Als folgenschwerer Irrtum hat sich die Vorstellung erwiesen, die kulturelle Diversität der Demokratie bedürfe keiner gemeinsamen Normen und Werte, da allein schon die Teilhabe der Verschiedenen am Ringen um die Lösung der gemeinsamen Konflikte im jeweiligen Eigeninteresse Integration bewirke. Konflikte ohne die Grundlage einer gemeinsamen Kultur des zivilisierten Streits sind jedoch, wie die Geschichte regelmäßig drastisch zeigt, der sichere Weg in den kulturellen Bürgerkrieg. Der 15 Jahre dauernde religiös-kulturelle Bürgerkrieg im Libanon (1975–1990) hat das der Welt grausam demonstriert, und die USA sind im Begriff, auch in diese Richtung zu gehen. Ohne verbindende zivile und demokratische Normen und Institutionen, verankert in einer gemeinsamen politischen Kultur, kann es weder für jede einzelne der rivalisierenden Glaubenskulturen Schutz, noch für das Zusammenleben aller eine zuverlässige Grundlage geben.

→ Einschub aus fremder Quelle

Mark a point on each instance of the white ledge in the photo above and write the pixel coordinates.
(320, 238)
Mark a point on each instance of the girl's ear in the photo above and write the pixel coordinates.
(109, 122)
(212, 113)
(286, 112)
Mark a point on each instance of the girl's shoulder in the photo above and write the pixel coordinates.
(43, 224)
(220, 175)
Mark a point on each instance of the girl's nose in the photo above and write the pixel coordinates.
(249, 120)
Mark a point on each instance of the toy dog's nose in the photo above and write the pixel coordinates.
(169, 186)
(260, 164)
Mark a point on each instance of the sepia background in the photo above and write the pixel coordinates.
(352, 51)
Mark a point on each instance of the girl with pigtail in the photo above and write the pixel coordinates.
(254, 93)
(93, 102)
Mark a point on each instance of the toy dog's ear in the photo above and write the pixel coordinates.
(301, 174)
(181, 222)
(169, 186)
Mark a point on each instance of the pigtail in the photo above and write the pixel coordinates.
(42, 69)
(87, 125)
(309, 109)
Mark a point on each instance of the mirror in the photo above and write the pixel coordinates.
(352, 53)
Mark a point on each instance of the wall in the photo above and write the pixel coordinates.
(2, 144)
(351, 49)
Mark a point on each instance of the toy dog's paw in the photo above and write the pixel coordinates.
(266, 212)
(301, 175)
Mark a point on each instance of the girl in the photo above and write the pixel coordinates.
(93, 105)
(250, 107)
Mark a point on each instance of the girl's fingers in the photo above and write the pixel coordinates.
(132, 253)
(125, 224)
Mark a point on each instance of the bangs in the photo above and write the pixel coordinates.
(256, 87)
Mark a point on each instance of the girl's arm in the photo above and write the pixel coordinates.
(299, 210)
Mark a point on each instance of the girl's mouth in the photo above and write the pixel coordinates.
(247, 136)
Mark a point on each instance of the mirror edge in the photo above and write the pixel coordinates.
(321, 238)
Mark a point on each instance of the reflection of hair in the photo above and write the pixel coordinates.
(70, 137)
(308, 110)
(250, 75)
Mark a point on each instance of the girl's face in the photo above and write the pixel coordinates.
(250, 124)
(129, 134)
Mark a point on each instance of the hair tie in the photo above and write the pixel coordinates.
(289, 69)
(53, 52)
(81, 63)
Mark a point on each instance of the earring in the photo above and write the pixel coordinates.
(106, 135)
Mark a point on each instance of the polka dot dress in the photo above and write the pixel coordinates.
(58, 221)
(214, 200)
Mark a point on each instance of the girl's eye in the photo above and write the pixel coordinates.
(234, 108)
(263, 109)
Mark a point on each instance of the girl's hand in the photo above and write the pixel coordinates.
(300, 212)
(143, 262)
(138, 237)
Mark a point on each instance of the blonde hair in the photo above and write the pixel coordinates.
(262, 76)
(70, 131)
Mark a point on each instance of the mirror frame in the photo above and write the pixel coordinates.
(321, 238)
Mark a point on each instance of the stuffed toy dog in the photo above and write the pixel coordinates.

Kulturen sind keine statisch-geschlossenen Blöcke, sondern offene, konfliktgeprägte soziale und dynamische Diskursräume, die sich langsam und von innen her verändern. Das gilt vor allem auch für die gewohnheitsmäßigen Prägungen, die sie schon im frühen Lebensalter einüben und sozial bekräftigen. Die soziokulturellen Milieus, von ihren jeweiligen Interessen, Werten und Erfahrungen geprägt, werben und ringen in ihrer Gesellschaft unentwegt still und leise, seltener offen und aggressiv, um Ausweitung und Dominanz. Neue soziale Grundkonflikte und Erfahrungen können die Kräfteverhältnisse zwischen ihnen zwar erheblich verschieben, aber kulturelle Veränderungen sind, im Gegensatz zu institutionellen Innovationen, langwierig, weil sie sich selten innerhalb individueller Lebensläufe vollziehen. Die primären kulturellen Prägungen aus Kindheit und Jugendzeit halten in aller Regel lange an. Natürlich können immer wieder Einzelne oder kleine Gruppen danach streben, ihr Ursprungsmilieu hinter sich zu lassen und sich neu zu orientieren, ihr Erfolg wird aber davon abhängen, ob sie sich von den alten sozialen Kontrollmechanismen freimachen und in eine neue Lebenswelt »eintauchen« können. Der Eigensinn des immer und überall wirksamen Faktors Kultur darf im sozialen und politischen Denken und Handeln umso weniger unterschätzt werden, je diverser unsere Gesellschaften werden. Das gilt mit anderen Vorzeichen auch für die politisch-kulturell desintegrierten »Altbürger« der Aufnahmegesellschaft. Gesellschaftliche Integration ist in unserer kulturell pluralistischen Gesellschaft zu einer dauernden Aufgabe geworden.